Sie erreichte den qualmverhangenen Korridor just in dem Moment, als der Wasserdruck die Schläuche abrupt aufzucken ließ. Aus jeder Leitung spritzte ein Wasserstrahl. Mary schirmte das Bild mit dem Körper ab, bis sie es sich unter den Regenmantel schieben konnte, den sie zum Schutz gegen den morgendlichen Nieselregen trug.
Sie eilte, offenbar als letzte der freiwilligen Rettungshelfer, den Korridor entlang. Die Wärter sperrten bereits den Gebäudeflügel ab und schlossen die Feuerschutztür. Recht ungehalten über ihre Einwände, schoben sie sie unsanft die Treppe hinunter. Als sie schließlich im Foyer angekommen war, hatte die Polizei den Bereich gegen Zivilisten bereits abgeriegelt. Ein Polizist geleitete sie ebenso unerbittlich wie unerschütterlich zu der Menge, wo sie, ohne ihre Arme benutzen zu können — sie waren immer noch um das Bild geklammert — zur Tür geschubst und gestoßen und dort erbarmungslos auf die Straße geschleudert wurde. Unter dem auf und ab wogenden, gaffenden Mob auf dem Gehsteig hatte sie nicht die geringste Hoffnung, jemanden zu finden, dem sie ihren Kunstschatz anvertrauen konnte.

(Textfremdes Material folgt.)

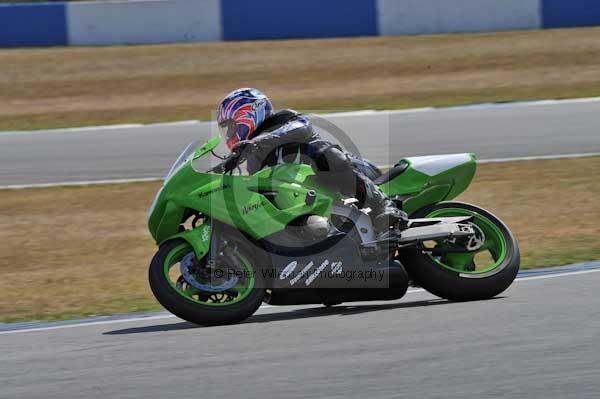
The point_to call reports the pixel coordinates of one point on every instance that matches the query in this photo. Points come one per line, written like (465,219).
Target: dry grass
(77,251)
(42,88)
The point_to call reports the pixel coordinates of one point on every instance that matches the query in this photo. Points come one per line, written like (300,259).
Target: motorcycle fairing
(428,180)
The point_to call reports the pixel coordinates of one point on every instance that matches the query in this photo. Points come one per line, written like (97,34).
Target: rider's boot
(384,211)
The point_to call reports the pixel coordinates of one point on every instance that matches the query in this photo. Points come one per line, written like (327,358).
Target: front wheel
(193,291)
(449,270)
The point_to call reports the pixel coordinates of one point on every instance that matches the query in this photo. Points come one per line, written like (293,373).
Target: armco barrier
(166,21)
(33,25)
(570,13)
(405,17)
(284,19)
(138,22)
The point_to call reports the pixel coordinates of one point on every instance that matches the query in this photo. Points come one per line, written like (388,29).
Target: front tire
(458,276)
(190,304)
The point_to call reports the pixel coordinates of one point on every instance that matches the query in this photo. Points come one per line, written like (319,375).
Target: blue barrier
(33,25)
(570,13)
(282,19)
(58,23)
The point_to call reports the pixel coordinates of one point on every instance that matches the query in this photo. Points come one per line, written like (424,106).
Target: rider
(263,137)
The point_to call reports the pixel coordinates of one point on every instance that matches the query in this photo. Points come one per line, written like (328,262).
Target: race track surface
(148,151)
(540,339)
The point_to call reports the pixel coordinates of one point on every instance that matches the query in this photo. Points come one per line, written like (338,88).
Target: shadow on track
(290,315)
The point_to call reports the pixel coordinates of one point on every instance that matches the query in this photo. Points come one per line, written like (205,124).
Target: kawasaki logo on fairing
(214,190)
(251,208)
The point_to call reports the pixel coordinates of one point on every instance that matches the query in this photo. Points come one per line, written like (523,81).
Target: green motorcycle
(228,242)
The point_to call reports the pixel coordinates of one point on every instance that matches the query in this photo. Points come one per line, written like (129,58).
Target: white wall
(401,17)
(143,21)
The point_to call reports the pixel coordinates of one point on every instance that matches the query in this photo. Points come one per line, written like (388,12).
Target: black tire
(195,312)
(453,286)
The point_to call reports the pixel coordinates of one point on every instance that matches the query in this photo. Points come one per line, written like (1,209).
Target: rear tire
(467,285)
(193,311)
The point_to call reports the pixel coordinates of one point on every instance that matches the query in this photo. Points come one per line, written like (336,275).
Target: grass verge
(76,86)
(79,251)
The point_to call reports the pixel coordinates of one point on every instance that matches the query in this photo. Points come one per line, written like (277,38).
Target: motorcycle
(228,242)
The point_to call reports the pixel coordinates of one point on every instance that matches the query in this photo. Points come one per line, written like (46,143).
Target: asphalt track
(511,130)
(540,339)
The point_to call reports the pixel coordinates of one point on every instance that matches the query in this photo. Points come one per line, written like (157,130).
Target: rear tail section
(422,181)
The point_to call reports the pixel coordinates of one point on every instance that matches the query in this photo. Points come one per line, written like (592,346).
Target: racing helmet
(241,112)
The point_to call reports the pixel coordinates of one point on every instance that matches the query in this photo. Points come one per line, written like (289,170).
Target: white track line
(150,179)
(264,306)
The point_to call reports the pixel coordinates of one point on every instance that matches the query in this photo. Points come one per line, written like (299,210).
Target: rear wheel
(463,271)
(204,294)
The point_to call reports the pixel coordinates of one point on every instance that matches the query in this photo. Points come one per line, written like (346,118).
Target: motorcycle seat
(391,174)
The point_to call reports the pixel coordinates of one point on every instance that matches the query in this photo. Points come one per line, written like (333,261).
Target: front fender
(199,238)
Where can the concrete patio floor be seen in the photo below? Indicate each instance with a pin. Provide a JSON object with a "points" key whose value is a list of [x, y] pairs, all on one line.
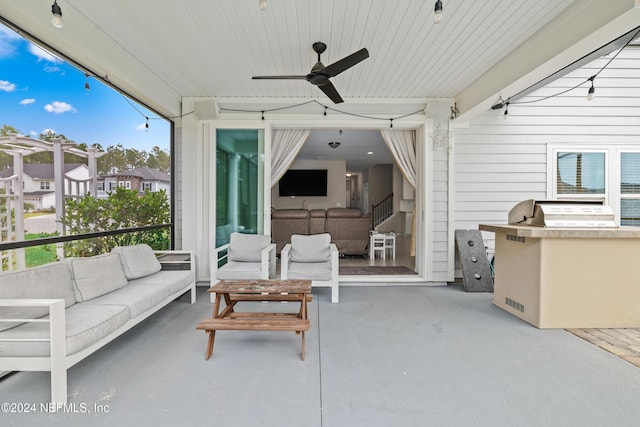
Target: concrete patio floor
{"points": [[383, 356]]}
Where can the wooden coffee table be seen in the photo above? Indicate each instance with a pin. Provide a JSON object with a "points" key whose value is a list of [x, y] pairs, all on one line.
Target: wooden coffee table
{"points": [[235, 291]]}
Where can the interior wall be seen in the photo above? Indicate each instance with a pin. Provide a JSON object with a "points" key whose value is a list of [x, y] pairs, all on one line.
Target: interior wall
{"points": [[380, 183], [336, 188]]}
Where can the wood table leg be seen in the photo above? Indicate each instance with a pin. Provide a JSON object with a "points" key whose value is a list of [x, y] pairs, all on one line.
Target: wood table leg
{"points": [[212, 337], [212, 334]]}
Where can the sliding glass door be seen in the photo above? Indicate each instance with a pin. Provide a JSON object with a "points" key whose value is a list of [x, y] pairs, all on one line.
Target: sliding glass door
{"points": [[239, 182]]}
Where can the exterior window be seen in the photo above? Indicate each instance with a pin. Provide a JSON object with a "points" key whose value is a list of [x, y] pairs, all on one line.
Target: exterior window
{"points": [[630, 189], [580, 173]]}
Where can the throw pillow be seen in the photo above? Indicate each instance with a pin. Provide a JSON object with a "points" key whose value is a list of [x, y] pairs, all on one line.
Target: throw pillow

Die Leute kreischten und schrieen, sie könnten die Flammen sehen. Mary blickte sich nicht um. Sie beeilte sich, nach Hause zu kommen, schritt forsch und entschlossen voran. Die Stadt war doch ein rechter Dschungel, dachte sie unwillkürlich. Sie drückte das Bild fest an sich, dessen einziger Schutz ihr Regenmantel, ihr eigenes Leben jedoch das bereitwillig gegebene Pfand für seine Sicherheit war.
Eigentlich hatte sie vorgehabt, sofort im Büro des Instituts anzurufen. Doch als sie in ihrer Wohnung war, das Gemälde aufrecht gegen die Kissen auf dem Sofa gelehnt, sagte sie sich, bis das Feuer gelöscht wäre, bestünde sowieso keine Hoffnung, dort mit jemandem sprechen zu können. Sie rief in ihrem Büro an und schützte plötzliches Unwohlsein vor — sie habe irgendetwas zu Mittag gegessen, obwohl sie seit dem Frühstück keinen Bissen zu sich genommen hatte.
An den Wänden ihrer Wohnung hing ihre so genannte «bunte Mischung«: ein Potpourri aus Kostümdrucken und Farblithografien — alles, wie sie immer stolz bemerkte, Editionen mit beschränkter Auflage oder Künstlerdrucke.
Manchmal hatte sie mit dem Gedanken gespielt, Gemälde zu erwerben, konnte sich etwas nach ihrem Geschmack jedoch ganz offenkundig nicht leisten. Einem plötzlichen Einfall folgend, nahm sie eine italienische Lithografie von der Wand und löste Glas und Passepartout aus dem Holzrahmen. Der Monet passte recht gut hinein. Und zu ihrem besonderen Entzücken konnte sie ihn jetzt auch richtig herum aufhängen. Als hätte es seinen eigenen Willen, beanspruchte das Gemälde den vom Tageslicht am meisten begünstigten Platz an ihrer Wand für sich.
Das Vergnügen, das Mary an jenem Nachmittag in seiner Gesellschaft empfand, lässt sich nicht beschreiben.
Sie hätte den Blick überhaupt nicht mehr von dem Bild abgewandt, wenn nicht die Freude bei jedem neuen Betrachten zurückgekehrt wäre. Widerstrebend schaltete sie um fünf Uhr das Radio ein, um mehr über den Brand im Institut zu erfahren. Er war kostspielig und zerstörerisch gewesen — ein ganzer Gebäudeflügel war völlig ausgebrannt.
Mit der reservierten und etwas selbstgefälligen Besorgnis, die man den Tragödien anderer Leute zuteil werden lässt, lauschte sie der Aufzählung jener Gemälde, die der Zerstörung anheim gefallen waren. Die Erwähnung von Baumlandschaft bei Le Havre ließ sie aufschrecken.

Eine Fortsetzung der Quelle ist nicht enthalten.